No!!!

Yes, (evil laughter), another Mommy Blog (more evil laughter)!!! Life is a story, mine at the moment just happens to occur mostly at home, which means no sword fights or dragons, but plenty of peril, misadventure, and food. Like all good stories we will skip the boring parts (like laundry). So gird up your loins and let us commence with some real domestic adventures; don't forget your sense of humor.

Monday, January 20, 2014

When it is wise to be silent

There is an amusing verse in Job that I was reminded of recently and I just had to go hunting for it.  If you have read the story, you know it concerns a wealthy and righteous man who loses everything (health, family, wealth) but cannot fathom why.  His friends come along and basically accuse him of some secret sin that has caused God's wrath to fall upon him as a just punishment and that if he would only repent, he would then be prosperous once more.  Job is so completely frustrated with his friends' pathetic attempt to help him that he says, "oh, that you would keep silent, for you it would be wisdom (Job 13:5 ESV)."  I ran across another amusingly sarcastic response in looking for this verse (I can never remember it when I need it) in which Job says, "doubtless you are the only people that matter and wisdom will die with you (Job 12:2 NIV)!"  I would like to try one of these responses on occasion (but can only remember them long afterwards and am not snarky enough to say it to their face) when people say something either without thinking or in thinking they know what is best when they have no idea what is going on (a classic 'Job's Counselor' as it were).

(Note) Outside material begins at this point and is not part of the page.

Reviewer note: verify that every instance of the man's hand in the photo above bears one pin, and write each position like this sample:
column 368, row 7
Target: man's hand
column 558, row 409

The occasion that prompted my recent search involved a gentlemen seated at the same table as my husband and I at a dinner gathering for a sectional event.  We were all strangers and were exchanging the usual pleasantries when the man discovered I have too much education to be wasting my time at home raising kids.  I was rather irked by his comments, as if I were the first person on the planet to 'waste' my education or rather not be using it every minute of my existence.  As if the skills and knowledge I have gained suddenly vanish the minute I stop calling myself a professional and start answering to 'mommy.'  Yes, my skills will atrophy if I do not put them to use on occasion and my knowledge will age if I do not keep up with the latest changes in the profession, but I plan to do both during my 'exile' and eventually going back to work full time will hopefully be an option.  How many people have a degree in something other than their current profession?  Many!  How many get a degree and their circumstances change forcing them to use other skills than a BA in History?  Can I be nothing but the letters behind my name?  Is it a waste of time to spend the formative years with your children rather than farm them out to a third party that could care less about their feelings, personalities, and development?  I know he said it in ignorance but it still really irked me, especially as it seemed that even with all that education I was not wise enough to decide what is best for me and mine!  If I cannot figure that out, I better not be practicing medicine!

But then, my mother feels exactly the same way.  Perhaps that is why it annoyed me so much.  My mother has consistently criticized all of my decisions pertaining to marriage, family, and career even though I am very happy with my domestic/career situation whereas she has followed her own advice and is, I think rather lonely and miserable.  It hurts to never have her approval on anything and then to hear it from a stranger besides!  So take heed from Job and and his friends, be cautious in giving people advice about their lives/problems unless they specifically ask for it.  Job's friends did a wonderful job sitting with him, comforting him, mourning with him, until they went and opened their mouths and ruined everything.  Our modern idea is to 'fix' everything immediately, after all there must be an app for it or the answer can be found by googling it.  Rather, what we need is someone to listen, to offer a comforting presence, and not give solutions or judgements unless asked their opinion on the matter.  There is often wisdom in silence.